Windows 11 "Copilot+PC" kommt (vorerst) ohne Recall

Windows[English]Was für ein PR-Desaster für Microsoft – nächste Woche sollen Geräte mit dem Konzept „Copilot+PC“ auf den Markt kommen. Aber die wichtigste Funktion „Windows Recall“, die Microsoft noch vor kurzen als den „Stein der KI-Weisen“ in den Himmel gelobt hat, wird fehlen. Es gibt den recall von Recall, was als Meme inzwischen durch das Netz geistert. Der Druck und der Aufschrei der Sicherheitsexperten im Hinblick auf diese Funktion war wohl zu groß.

Windows Recall zurückgezogen

Die pure Information ist mir die Nacht in Form des nachfolgenden Tweets von Zac Bowden, Windows Central, unter die Augen gekommen. Die Botschaft: „Microsoft verschiebt die Windows Recall-Einführung.
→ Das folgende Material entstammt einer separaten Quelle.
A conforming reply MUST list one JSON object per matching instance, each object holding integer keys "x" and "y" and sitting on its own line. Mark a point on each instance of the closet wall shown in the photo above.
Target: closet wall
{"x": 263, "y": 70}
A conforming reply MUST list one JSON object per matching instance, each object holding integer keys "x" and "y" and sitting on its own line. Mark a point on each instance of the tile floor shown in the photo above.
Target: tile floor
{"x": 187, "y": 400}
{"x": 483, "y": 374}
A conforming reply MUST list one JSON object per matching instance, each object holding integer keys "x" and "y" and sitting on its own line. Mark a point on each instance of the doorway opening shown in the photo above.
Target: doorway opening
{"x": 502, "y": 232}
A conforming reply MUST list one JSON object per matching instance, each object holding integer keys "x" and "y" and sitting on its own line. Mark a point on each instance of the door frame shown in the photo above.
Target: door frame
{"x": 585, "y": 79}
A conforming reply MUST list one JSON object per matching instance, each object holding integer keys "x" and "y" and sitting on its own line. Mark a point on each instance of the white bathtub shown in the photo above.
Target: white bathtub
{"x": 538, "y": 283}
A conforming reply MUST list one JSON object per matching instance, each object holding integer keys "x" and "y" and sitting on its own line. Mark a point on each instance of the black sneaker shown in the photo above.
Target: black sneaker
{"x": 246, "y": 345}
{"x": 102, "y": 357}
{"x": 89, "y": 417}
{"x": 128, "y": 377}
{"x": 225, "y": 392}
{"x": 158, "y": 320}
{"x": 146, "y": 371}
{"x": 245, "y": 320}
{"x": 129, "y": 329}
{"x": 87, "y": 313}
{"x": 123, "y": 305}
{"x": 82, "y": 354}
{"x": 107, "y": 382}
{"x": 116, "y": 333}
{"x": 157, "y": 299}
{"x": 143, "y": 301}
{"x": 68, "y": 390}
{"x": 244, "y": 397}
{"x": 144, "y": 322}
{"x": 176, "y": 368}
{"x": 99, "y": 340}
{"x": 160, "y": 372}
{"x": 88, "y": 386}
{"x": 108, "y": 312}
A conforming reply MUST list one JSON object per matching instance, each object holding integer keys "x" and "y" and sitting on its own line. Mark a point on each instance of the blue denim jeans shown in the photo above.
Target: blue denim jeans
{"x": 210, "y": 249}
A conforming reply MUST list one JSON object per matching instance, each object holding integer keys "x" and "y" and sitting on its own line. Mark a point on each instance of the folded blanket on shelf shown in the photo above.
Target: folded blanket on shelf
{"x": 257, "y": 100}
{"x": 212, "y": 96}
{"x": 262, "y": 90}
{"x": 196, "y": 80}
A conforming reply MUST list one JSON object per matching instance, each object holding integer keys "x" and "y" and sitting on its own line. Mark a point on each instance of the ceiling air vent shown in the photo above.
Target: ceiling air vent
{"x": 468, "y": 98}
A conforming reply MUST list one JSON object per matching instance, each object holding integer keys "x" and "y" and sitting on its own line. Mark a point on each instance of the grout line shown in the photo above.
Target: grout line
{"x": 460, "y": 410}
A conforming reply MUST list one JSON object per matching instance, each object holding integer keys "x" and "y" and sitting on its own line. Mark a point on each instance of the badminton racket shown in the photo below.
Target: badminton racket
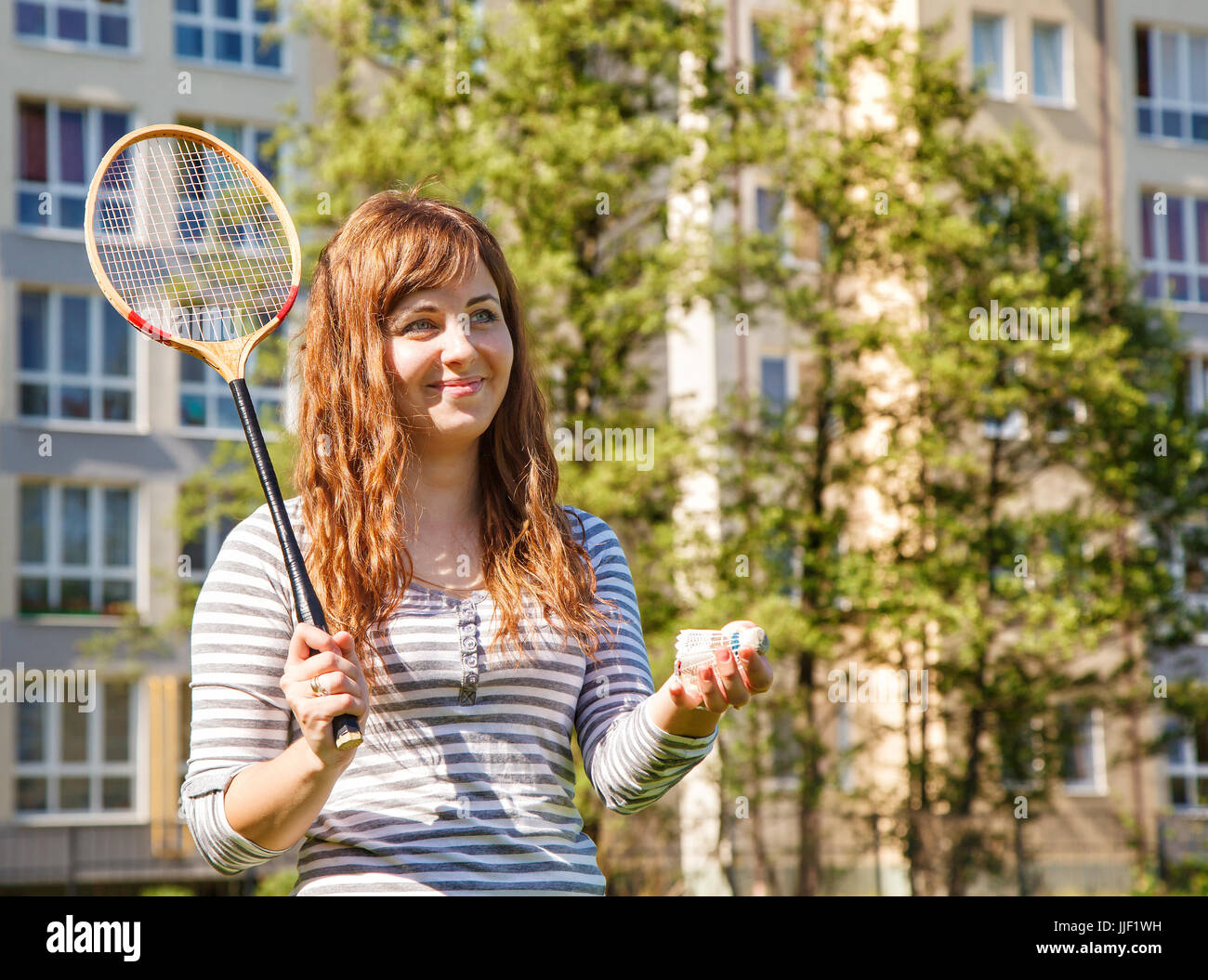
{"x": 192, "y": 245}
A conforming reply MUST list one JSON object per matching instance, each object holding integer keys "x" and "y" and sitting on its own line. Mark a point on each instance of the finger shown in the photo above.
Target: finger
{"x": 331, "y": 684}
{"x": 729, "y": 680}
{"x": 322, "y": 662}
{"x": 714, "y": 700}
{"x": 313, "y": 709}
{"x": 756, "y": 672}
{"x": 681, "y": 697}
{"x": 307, "y": 641}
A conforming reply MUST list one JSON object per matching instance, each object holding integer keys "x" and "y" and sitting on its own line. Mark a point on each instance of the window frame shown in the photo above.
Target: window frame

Die Copilot+ PCs werden nächste Woche ohne ihre wichtigste KI-Funktion ausgeliefert.“

Windows Recall zurückgezogen

In einem Blog-Beitrag Update on the Recall preview feature for Copilot+ PCs vom 13. Juni 2024 erklärt Microsoft seinen Rückzieher. Die am 20. Mai 2024 mit großem Trara vorgestellte Recall-Funktion bei Copilot+PCs wird in der Preview von Windows 11 zurückgezogen. Ab dem 18. Juni 2024 werde Recall nicht mehr als Vorschau für Copilot+ PCs zur Verfügung stehen, sondern in den kommenden Wochen zunächst im Windows Insider Programm (WIP) verfügbar sein.

Der 18. Juni ist der dritte Dienstag im Monat, wo Microsoft früher Preview-Updates veröffentlicht hat. Microsoft begründet diesen Rückruf, dass man allen Kunden „ein vertrauenswürdiges, sicheres und stabiles Erlebnis bieten wolle“ und zudem plant, zusätzliches Feedback einzuholen, bevor die Funktion allen Copilot+ PC-Nutzern zur Verfügung gestellt wird. Denn Sicherheit habe bei Microsoft „oberste Priorität“ und dieser Rückruf sei im Sinne der Secure Future Initiative (SFI).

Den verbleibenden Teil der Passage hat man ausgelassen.